After a long period in which the mortgage market remained closed, financial institutions have totally changed the scenario with a flood of offers in all modalities, to unprecedented levels, at competitive interest rates.

They are aimed at solvent clients with the economic potential to acquire a good number of financial products to which the banks link their concession. The new generation of mortgages does not stop adjusting its conditions to compete in a battlefield mined by the collapse of the interest rates.

The new environment is very favorable for those who want to buy a home. The photo of the new loans shows that at a fixed rate it is already possible to mortgage TAE interest rates (see table) between 2.8% and 3.7%, that at a variable rate there are half a dozen offers with a lower spread To 1% with respect to Euribor and that a new family of mixed mortgages with fixed interest rates has been born and in some cases have already fallen below the level of 3% APR.

If not for all pockets, there are mortgages for all tastes. What are the keys to success? What does the fine print say? To what extent are the binding requirements less attractive to the best offers?

A variable type. There is not one mortgage modality better than the other, but loans that fit or not to a certain profile. With the negative Euribor (month-on-month closed at -0.010%) variable-rate mortgages are a very attractive option, especially for those who do not need to mortgage themselves in excessively long terms, over 10 or 15 years.

The reason is that they can benefit from a long period of very low interest rates. Now, the spreads on the euribor of the best offers are between 0.90% and 0.99%, with terms that reach 30 years with the only exception of ING Direct, which reaches 40 years.
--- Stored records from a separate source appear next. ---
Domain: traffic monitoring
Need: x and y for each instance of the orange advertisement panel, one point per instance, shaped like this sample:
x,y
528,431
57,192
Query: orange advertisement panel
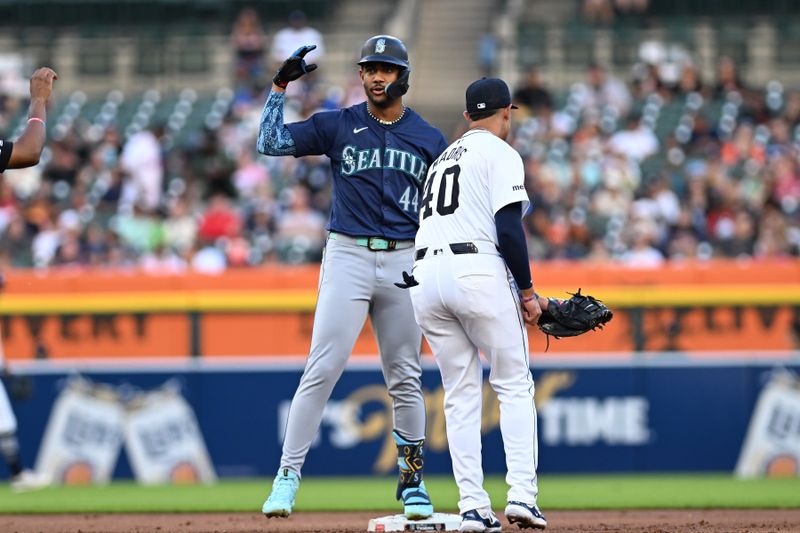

As a general rule, variable rate mortgages are better adjusted to those who have an expectation of growth and security of monthly income and who have a sufficient savings mattress that in the medium term would allow them to face a potential rise in the Euribor without a substantial reduction Of their standard of living.
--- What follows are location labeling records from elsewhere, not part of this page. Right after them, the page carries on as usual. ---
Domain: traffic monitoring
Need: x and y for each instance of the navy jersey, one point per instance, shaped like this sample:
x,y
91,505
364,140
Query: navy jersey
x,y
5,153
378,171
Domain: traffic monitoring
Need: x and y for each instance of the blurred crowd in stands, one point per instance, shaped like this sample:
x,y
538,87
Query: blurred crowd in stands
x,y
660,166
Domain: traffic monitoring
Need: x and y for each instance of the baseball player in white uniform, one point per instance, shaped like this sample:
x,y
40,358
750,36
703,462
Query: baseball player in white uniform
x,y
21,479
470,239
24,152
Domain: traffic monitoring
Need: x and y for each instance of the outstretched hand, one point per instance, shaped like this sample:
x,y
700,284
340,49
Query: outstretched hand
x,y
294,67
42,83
A fixed type. They are the big bet of the financial sector to get returns in the mortgage business because their expectation is that rates will remain low for several years. For home buyers, it is a historic opportunity to borrow at competitive rates without having to worry about potential future Euribor rises.

The opening committee is key when it comes to making a decision. In the best offers ranges from 0% of BBVA or Abaca to 1%.

Mixed bookstores. The banks are revitalizing a modality that combines a fixed initial interest rate with a term that normally is 10 years (can reach 20 in some offers like the one of Banister) with a later variable type referenced to euribor that oscillates between the 0.90% and 1.49%. The greatest risk in this type of product is a possible strong monthly letter rise when the variable rate is activated.

In addition to the opening fee, attention should be paid to interest rate risk commissions, which, as in fixed rate mortgages, apply if the customer cancels the loan before maturity. In some cases, the penalty may reach 5%.

The conditions

Getting the best interest rates on the mortgage has a cost. Entities have launched the hunt and capture of the most solvent clients in the country. Today financial institutions impose important barriers to entry. The first has to do with the amount financed. In all modalities, the best offers on the market do not exceed 80% of the appraisal value for first housing, a percentage that is significantly reduced (to levels between 60% and 70%) in the case of the second home. But, of course, there are exceptions when the financial institutions themselves sell their own real estate. In these cases, it is usual to reach 100%.

Minimum incomes and linkage also make the difference between those who can access a credit or not. As a rule, the best mortgage proposals require monthly income between 2,000 and 3,500 dollars. The domiciliation of the payroll, the contracting of life insurance and savings and the use of cards of the entity are the most common obligations faced by those who are hiring a mortgage. But getting a ‘top’ type can force you to go further. Some entities also require contributions to pension plans that can reach 2,000 dollars per year and purchases of investment fund shares.